AL ASAD, Iraq --
Convoys provide most of the supplies to service members throughout Iraq, but for some units, vehicle delivery isn’t an option.
Combat Logistics Battalion 2, 1st Marine Logistics Group and Marine Aerial Refueler Transport Squadron 352, Marine Aircraft Group 11, 3rd Marine Aircraft Wing conducted an aerial resupply delivery to Bravo Company, 1st Reconnaissance Battalion, Regimental Combat Team 5 in northwestern Iraq, Dec. 27.
“The only way that we can re-supply Reconnaissance Marines is by conducting air deliveries,” said Cpl. Mathew J. Ladd, air chief, CLB-2, 1st MLG. “Bravo Co. is limited to what they can carry because they need to maintain maneuverability to complete their mission.”

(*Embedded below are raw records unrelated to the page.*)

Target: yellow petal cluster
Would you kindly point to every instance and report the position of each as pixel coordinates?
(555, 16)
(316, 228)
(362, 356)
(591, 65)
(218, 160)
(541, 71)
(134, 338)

Recon Marines have to operate under the radar to avoid detection. By doing so, they’re limited on the equipment and supplies they bring with them when conducting missions “outside the wire.”
“We can deliver anything that recon units need to carry out and accomplish their tasks,” said Ladd, 21, Bowling Green, Ky. “It’s the only way they can receive their supplies and equipment.”

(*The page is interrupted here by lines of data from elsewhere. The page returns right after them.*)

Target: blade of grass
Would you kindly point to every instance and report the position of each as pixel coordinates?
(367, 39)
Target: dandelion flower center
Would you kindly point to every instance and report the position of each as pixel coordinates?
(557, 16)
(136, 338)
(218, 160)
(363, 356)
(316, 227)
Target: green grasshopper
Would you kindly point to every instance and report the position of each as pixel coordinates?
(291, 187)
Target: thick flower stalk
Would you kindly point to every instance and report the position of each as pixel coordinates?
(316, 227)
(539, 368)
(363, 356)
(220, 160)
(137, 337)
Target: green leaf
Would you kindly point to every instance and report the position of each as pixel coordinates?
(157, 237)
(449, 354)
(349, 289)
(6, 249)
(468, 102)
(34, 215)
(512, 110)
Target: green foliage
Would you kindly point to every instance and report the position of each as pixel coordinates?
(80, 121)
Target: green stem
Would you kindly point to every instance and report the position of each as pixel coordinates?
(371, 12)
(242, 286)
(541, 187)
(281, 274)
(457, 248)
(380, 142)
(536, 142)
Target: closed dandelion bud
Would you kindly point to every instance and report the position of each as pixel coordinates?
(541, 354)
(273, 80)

Because most reconnaissance operations aren’t near main supply routes and require the Marines to perform while keeping a low profile, delivering supplies by convoy would give away their position.
“By doing air resupply missions, we’re also not putting anybody at risk who’s on the road,” said Maj. Brian J. Gilbertson, VMGR-352, MAG-11, 3rd MAW, executive officer/pilot. “When delivering supplies by air, it lowers the personnel threat, mission completion time and leaves a small footprint.”
As soon as the KC-130J neared the Bravo Co. position, they lowered the plane to several hundred feet above the ground, opened the ramp, and then accelerated at an incline so the bundles would slide down the rollers and out the back of the aircraft.
“The parachutes initiate right as the bundles fall out of the plane,” said Gilbertson, 33, Waukesha, Wis. “It takes roughly 400 ft. for the parachutes to fully bloom.”
Once the four 1,500 pound bundles containing food, water and vehicle parts landed, Bravo Co. collected the supplies and folded the parachutes so they could be used again.
“We roughly conduct one air resupply a month,” said 1st Lt. Christopher S. Frederick, 25, Springfield, Va., CLB-2 future operations officer, 1st MLG.
Combat Logistics Battalion 2 provides western Iraq with all the air resupply deliveries.